27. Bölüm

641 19 4
                                    

Şeyma'dan...

Her şey olması gerektiği gibi mi? Bilmiyorum ama ben hiç olmadığım kadar mutlu hissediyorum. Kadir'in sevgisi, ilgisi beni yoracak kadar fazla.
Ne kadar saçma değil mi? İnsan sevilmekten yoruluyorsa...

Aslında korkuyorum.

Afra'nın da dediği gibi, bu aile insanda bağımlılık yapıyor. İlkdefa geldiğim bu çiftlikte, hep burdaymışım hissi, güzel ve çok garip.

"Sevgilim, herkes nerede?"

Karşımdaki manzaradan çektiğim bakışlarımı Kadir'e çevirdim. "Nazlı'nın yukarda işi varmış, babanda..." Derken bakışlarımı tekrar önünde durduğum camdan dışarı çevirdim. İlerde yan yana, bahçede oturan Kazım amca ile Yılmaz'ı gösterdim "babanda Yılmaz'ın yanına gitti." Kadir kısaca dışarda oturan babası ile Yılmaz'a baktı.

"Yılmaz neden hiç yanımıza gelmedi?" Dedim gözlerim Hala Yılmaz'dayken. Başı eğik bir şekilde babasına bir şey dedi. Kazım amca gülümseyerek elini hafifçe onun dizine vurdu.

"Çok soğuk bir adam, Afra onda ne buluyor anlamıyorum?" Derken Kadir'e baktım. Güldü "Yılmaz tanımadığı insanlara soğuktur ama bugün ayrı bir sıkıntı var. Galiba bu kez Afra ile fena kavga etmişler" Kadır'in her şey yolundaymış gibi rahatça konuşması ile sıkıntılı bir nefes aldım. "Sabah Ece biraz bahsetti, Afra dün gece çok üzülmüş." Kadir anlam veremiyormuşcasına başını iki yana salladı. "ikisi de manyak gibi birbirini önemsiyor ama aynı zamanda birbirini üzmeden duramıyorlar" dedi.

"Çok tuhaf değil mi? İnsan ya biriyle kavga eder, uzak durur. yada sever yanında durur ama bunlar ikisinide aynı anda yapıyor" dememle Kadir elini belime sarıp beni pencereden uzaklaştırdı.

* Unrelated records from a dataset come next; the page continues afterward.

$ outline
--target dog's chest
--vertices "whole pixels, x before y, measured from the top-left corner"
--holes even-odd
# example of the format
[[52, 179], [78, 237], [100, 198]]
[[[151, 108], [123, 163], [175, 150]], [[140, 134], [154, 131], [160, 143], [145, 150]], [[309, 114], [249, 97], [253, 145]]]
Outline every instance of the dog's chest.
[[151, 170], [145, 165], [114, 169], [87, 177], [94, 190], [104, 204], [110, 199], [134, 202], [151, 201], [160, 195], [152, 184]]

"Aşk bu, kavga etsen de uzak durulmuyor" dedi bana daha fazla sarılarak. "Kadir! birileri gelebilir" dedim onun belimdeki kollarını çözmeye çalışarak ama o böyle sarıldıkça uzaklaşmak imkansizlaşıyor. Biraz daha başını eğip yanağını yanağıma sürttü, içim ürperdi. "Seni çok özledim" demesi ile zar zor yutkunmaya çalıştım. "Kadir... Babanın evindeyiz, salonun ortasında duruyoruz" dediğimde yüzünü geri çekip bana baktı. Gözlerindeki hayran ifadeye, bana böyle bakma! Diye bağıra bağıra haykırmak istiyorum ama bir yanımda hep böyle bak, diyor.

Elini kaldırıp yanağıma koydu. Yavaş yavaş okşarken "aklım nerede olduğumuzu kestiremeyecek kadar seninle dolu ve o geceyi aklımdan atamadıkça sana olan özlemim büyüyor"

"Kadir bu konuyu bir daha açmayacaktın?" Dedim. sesimi ben bile zor duydum. Ondan biraz uzaklaşıp, gözlerimi etrafta gezdirdim.

"Elimde değil, seni bu kadar çok istiyorsam inan seni çok sevdiğimden." Dedi gözlerine çöken hüzünlü ifade tekrar gözlerimi ondan çekmeme neden oldu.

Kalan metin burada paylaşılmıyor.